To solve this equation, rather than the classic formula, completing the square may come in handy.

Completing the square means that we can try to find a binomial square "hidden" in the equation and isolate it, and then deal with the rest.

The formula for the square of a binomial is the following:

${\left(a + b\right)}^{2} = {a}^{2} + 2 a b + {b}^{2}$.

So, we need two squares, and a third terms, which is twice the multiplication of the bases of the squares.

Your equation starts with ${x}^{2} - 4 x$. Of course, ${x}^{2}$ is the square of $x$, so we wanto $- 4 x$ to be twice the multiplication of $x$ and another number. This other number is obviously $- 2$, so we can conclude that

${\left(x - 2\right)}^{2} = {x}^{2} - 4 x + 4$.

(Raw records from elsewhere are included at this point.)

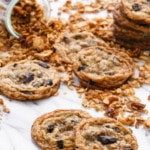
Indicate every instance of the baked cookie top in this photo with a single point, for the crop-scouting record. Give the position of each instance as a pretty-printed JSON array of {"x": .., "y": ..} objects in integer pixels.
[
  {"x": 55, "y": 130},
  {"x": 104, "y": 66},
  {"x": 137, "y": 10},
  {"x": 69, "y": 44},
  {"x": 104, "y": 134},
  {"x": 28, "y": 80},
  {"x": 125, "y": 22}
]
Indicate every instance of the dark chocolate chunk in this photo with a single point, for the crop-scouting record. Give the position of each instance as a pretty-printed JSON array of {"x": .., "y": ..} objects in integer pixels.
[
  {"x": 28, "y": 78},
  {"x": 105, "y": 139},
  {"x": 128, "y": 148},
  {"x": 49, "y": 82},
  {"x": 82, "y": 67},
  {"x": 43, "y": 64},
  {"x": 50, "y": 128},
  {"x": 74, "y": 122},
  {"x": 65, "y": 38},
  {"x": 54, "y": 49},
  {"x": 136, "y": 7},
  {"x": 109, "y": 73},
  {"x": 60, "y": 144}
]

Your equation differs this expression for a difference of $9$ unit, in fact

${x}^{2} - 4 x + 13 = \left({x}^{2} - 4 x + 4\right) + 9$

From this point, we are able to tell that the equation has no solution: we want

$\left({x}^{2} - 4 x + 4\right) + 9 = {\left(x - 2\right)}^{2} + 9$

to be zero, but since a square is always positive, how can a sum of two positive quantities be zero? In other terms, you would have

${\left(x - 2\right)}^{2} + 9 = 0 \iff {\left(x - 2\right)}^{2} = - 9$

and again, a square can't be equal to a negative number.